I’ve told stories in these digital pages about how those moments in the water, edged with laughter and joy, seem to be what veterans at the surf camps need the most.
He was tougher to read, though, and I saw myself in him. Introverted, focused, more likely to wade into deeper water than splash around on the surface.
So I wasn’t sure if his moments in the water were going to be about laughter and joy. He triumphantly rose to his feet on one of his last waves with little ostensible reaction, and by the time we said goodbye, I could tell that the lighter side of life didn’t come as naturally to him.
I get it.
I was packing up my towel and wetsuit after this summer’s camp when a strong hand gripped my shoulder. I turned around to see the Air Force veteran from last year… somehow I’d missed him in the water this time.
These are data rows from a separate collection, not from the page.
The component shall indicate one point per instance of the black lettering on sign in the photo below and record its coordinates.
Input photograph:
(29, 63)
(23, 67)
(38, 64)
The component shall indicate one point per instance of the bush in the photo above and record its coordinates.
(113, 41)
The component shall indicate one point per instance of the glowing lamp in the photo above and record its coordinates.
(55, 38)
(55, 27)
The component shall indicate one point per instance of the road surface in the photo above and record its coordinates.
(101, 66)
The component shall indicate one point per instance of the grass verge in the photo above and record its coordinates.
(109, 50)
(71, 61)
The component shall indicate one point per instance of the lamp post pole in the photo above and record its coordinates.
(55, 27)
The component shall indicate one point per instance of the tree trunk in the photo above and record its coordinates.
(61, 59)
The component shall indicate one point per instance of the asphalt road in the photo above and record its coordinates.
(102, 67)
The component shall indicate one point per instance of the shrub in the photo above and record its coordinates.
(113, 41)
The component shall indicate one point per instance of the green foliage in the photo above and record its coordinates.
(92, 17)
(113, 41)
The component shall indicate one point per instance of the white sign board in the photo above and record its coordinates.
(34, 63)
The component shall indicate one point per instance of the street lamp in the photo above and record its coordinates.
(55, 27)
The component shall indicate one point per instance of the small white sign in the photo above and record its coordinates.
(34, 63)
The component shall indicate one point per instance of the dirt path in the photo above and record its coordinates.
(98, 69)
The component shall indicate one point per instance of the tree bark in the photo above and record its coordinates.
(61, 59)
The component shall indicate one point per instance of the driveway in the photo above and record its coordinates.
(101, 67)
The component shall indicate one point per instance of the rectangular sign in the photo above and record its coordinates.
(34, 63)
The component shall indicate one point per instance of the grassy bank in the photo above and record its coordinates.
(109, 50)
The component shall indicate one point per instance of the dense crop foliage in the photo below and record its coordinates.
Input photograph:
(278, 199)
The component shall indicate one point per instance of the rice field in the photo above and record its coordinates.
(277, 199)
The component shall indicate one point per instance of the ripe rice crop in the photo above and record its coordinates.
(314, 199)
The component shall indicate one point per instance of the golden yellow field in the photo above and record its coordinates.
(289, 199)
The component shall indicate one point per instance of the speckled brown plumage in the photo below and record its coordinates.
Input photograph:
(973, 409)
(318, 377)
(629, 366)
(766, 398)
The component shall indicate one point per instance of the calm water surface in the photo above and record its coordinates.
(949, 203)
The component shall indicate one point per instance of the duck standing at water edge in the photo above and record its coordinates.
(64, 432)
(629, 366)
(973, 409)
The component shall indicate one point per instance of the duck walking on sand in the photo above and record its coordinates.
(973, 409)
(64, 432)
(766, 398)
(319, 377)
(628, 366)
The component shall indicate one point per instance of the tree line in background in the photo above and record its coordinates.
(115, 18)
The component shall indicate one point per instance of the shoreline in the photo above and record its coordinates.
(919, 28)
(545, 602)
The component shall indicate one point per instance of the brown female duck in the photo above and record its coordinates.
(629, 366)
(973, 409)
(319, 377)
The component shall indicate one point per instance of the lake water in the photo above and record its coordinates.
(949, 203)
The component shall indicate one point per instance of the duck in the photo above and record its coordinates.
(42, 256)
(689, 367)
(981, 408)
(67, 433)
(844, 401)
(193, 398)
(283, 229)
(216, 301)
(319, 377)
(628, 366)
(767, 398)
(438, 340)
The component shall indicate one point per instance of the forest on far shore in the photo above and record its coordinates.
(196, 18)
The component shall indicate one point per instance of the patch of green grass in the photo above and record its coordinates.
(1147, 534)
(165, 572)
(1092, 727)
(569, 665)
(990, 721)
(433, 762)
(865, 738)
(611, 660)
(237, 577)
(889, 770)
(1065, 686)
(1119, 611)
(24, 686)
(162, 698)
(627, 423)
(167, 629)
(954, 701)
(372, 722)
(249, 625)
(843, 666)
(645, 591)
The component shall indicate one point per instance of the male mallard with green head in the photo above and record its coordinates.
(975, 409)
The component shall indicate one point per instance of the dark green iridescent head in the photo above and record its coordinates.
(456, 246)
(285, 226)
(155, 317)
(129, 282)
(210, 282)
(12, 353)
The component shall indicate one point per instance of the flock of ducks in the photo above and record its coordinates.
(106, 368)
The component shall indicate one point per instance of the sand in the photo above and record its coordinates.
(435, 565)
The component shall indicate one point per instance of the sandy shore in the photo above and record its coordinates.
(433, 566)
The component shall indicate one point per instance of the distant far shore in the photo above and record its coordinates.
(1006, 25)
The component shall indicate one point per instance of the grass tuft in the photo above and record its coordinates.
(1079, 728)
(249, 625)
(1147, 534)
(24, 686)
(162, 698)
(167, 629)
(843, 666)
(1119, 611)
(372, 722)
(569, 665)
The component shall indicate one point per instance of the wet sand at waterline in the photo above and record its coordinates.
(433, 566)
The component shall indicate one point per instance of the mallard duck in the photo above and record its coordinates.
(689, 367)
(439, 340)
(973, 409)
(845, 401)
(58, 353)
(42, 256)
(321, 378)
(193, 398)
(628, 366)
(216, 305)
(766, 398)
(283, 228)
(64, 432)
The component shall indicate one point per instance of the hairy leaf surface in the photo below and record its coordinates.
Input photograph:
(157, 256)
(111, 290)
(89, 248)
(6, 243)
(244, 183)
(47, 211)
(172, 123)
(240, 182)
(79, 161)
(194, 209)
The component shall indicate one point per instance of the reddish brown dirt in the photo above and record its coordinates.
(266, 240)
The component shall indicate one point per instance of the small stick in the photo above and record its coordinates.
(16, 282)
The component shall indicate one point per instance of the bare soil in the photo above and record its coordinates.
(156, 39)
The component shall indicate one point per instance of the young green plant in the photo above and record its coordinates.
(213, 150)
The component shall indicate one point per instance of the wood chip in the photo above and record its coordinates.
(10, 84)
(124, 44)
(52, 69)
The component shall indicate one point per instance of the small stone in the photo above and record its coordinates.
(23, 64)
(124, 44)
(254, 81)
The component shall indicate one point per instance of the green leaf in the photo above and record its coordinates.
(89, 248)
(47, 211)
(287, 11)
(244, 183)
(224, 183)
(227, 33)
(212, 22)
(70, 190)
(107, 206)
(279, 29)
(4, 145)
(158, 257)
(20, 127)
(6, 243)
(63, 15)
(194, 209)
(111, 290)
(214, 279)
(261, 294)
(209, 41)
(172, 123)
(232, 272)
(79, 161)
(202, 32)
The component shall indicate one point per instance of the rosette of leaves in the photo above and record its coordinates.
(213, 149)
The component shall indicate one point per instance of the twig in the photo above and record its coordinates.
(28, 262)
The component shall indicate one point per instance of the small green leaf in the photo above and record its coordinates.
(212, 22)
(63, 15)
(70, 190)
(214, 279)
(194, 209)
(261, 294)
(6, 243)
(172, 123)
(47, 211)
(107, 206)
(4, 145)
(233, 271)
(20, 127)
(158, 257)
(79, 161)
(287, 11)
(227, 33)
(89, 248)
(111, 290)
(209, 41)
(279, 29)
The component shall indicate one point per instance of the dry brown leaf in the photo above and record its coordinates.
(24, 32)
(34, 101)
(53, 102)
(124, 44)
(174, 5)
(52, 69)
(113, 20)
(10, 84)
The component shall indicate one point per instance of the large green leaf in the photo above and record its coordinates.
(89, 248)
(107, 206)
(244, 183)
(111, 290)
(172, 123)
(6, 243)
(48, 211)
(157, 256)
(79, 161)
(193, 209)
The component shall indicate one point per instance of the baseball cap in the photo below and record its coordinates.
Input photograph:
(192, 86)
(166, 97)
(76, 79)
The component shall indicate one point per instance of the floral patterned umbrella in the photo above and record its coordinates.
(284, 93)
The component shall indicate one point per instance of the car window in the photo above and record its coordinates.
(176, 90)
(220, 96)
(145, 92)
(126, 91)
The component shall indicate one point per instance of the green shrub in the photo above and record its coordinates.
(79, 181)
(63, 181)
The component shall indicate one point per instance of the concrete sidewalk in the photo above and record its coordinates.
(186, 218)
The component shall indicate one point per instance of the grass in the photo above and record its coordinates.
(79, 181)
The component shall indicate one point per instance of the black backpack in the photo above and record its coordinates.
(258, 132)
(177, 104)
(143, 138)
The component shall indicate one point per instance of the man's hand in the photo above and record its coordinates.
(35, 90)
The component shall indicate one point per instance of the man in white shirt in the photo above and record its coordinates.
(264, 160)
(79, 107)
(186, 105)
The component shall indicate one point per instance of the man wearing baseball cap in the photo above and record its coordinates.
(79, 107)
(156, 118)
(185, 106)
He said he was sorry it had taken a year, but he’d been waiting for the right moment to tell me something.
For the right moment to tell me that he wasn’t sure if he would survive last summer.
To tell me he didn’t have much to live for back then, that he was drowning in self-doubt and confusion and emptiness.
That the few hours of surfing last year changed him.
That he found a part of himself he’d lost, waiting in the water with people who cared about him.
That he’d enrolled in a local college, taken on a massive course load, and was set to graduate in two years.
That he had a girlfriend.
That they broke up.
That he found another girlfriend.
That none of this would’ve happened, if we hadn’t gone surfing last summer.
I’ve told stories in these digital pages about how those moments in the water, edged with laughter and joy, seem to be what veterans at the surf camps need the most.
Of course, this is because those moments are what I need the most.